Re Wünsche Handelsgesellschaft (22 October 1986) BVerfGE 73, 339, is a German constitutional law and EU law case, concerning the conflict of law between the German national legal system and European Union law. It is popularly known as Solange II because of a key phrase "so long as" in the judgment.

==Facts==
The appellant applied for an import license and was refused. The appellant challenged the import licensing regime (Regulation 2107/74) in the Frankfurt Administrative Court (Verwaltungsgericht), but the case was dismissed. The court held that the regulation was passed in accordance with the objectives of art. 39 EC (art. 45 TFEU).

The case was appealed to the Federal Supreme Administrative Court (Bundesverwaltungsgericht), which suspended the case and sent a preliminary reference to the European Court of Justice (ECJ). The ECJ responded that the regulation was valid. In response, the appellant appealed to the German Federal Constitutional Court (GFCC, BVerfG, Bundesverfassungsgericht), citing several breaches of German constitutional rights. The appellant claimed that, following with the judgment of Solange I, the GFCC should disapply EU law which conflicts with the fundamental rights protection afforded in the German Basic Law (Grundgesetz).

==Judgment==
===German Federal Constitutional Court===
The Federal Constitutional Court (Bundesverfassungsgericht) ultimately rejected the complaint. It considered, since the 1974 Solange I decision, the ECJ’s development of protection for fundamental rights, the adoption of declarations on rights and democracy by the Community institutions, and that all EC Member States had acceded to the European Convention on Human Rights.

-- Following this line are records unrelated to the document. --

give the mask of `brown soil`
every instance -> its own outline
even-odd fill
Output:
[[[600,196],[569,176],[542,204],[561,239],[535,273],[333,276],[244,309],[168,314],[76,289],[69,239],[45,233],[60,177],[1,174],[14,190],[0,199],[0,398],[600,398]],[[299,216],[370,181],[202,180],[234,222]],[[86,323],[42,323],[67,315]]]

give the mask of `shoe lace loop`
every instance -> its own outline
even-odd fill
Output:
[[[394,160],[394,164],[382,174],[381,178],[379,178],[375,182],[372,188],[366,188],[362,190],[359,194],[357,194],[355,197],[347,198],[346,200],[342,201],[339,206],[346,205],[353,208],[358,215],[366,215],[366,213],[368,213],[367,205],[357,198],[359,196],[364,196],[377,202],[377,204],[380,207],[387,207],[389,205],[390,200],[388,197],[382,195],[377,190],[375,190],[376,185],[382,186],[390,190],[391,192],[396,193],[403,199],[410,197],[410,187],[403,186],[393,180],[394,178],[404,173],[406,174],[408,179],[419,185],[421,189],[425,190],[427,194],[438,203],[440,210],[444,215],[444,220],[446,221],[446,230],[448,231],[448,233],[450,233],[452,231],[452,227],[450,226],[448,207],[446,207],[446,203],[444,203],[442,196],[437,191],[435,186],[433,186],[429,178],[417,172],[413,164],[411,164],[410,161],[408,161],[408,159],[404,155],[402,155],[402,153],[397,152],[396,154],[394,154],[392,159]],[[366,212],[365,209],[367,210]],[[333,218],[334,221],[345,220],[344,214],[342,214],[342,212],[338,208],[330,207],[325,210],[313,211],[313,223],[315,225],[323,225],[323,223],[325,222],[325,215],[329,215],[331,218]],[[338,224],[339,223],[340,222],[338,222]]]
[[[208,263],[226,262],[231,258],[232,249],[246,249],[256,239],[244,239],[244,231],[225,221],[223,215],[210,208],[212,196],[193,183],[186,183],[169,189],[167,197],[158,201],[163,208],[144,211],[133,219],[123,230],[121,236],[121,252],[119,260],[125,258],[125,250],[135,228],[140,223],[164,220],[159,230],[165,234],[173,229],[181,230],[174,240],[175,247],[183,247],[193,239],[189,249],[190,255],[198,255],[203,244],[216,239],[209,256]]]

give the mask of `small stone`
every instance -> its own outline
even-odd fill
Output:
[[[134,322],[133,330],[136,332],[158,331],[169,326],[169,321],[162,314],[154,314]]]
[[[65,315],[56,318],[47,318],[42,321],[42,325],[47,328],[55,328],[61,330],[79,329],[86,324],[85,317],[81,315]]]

In view of these developments, it must be held that, so long as the European Communities (Solange die Europäischen Gemeinschaften...) and in particular the case law of the European Court, generally ensure an effective protection of fundamental rights as against the sovereign powers of the Communities which is to be regarded as substantially similar to the protection of fundamental rights required unconditionally by the Constitution, and in so far as they generally safeguard the essential content of fundamental rights, the Federal Constitutional Court will no longer exercise its jurisdiction to decide on the applicability of secondary Community legislation cited as the legal basis for any acts of German civil courts or authorities within the sovereign jurisdiction of the Federal Republic of Germany, and it will no longer review such legislation by the standard of the fundamental rights contained in the Constitution.
This in effect meant that the authority of the ECJ in Germany was accepted by the Federal Court, so long as the ECJ rulings conformed to the principles of German national law.

==Significance==
In contrast to the earlier Solange I decision, the Federal Constitutional Court accepted the judgment of the ECJ as binding and final in Germany. It is notable that the GFCC did not give up its competence to scrutinize EU law in light of the German Basic Law's fundamental rights. Rather they suspended this scrutiny, to be renewed if a case could demonstrate a decline of fundamental rights standards in the EU below those guaranteed by the Basic Law.

Additionally, both Solange I and Solange II demonstrate an atmosphere of constructive argument within the European courts. The Solange Doctrine of the GFCC spurred the ECJ and EU institutions to eventually develop their own systems of fundamental rights protection, offering an equal or higher level of protection than the German Basic Law.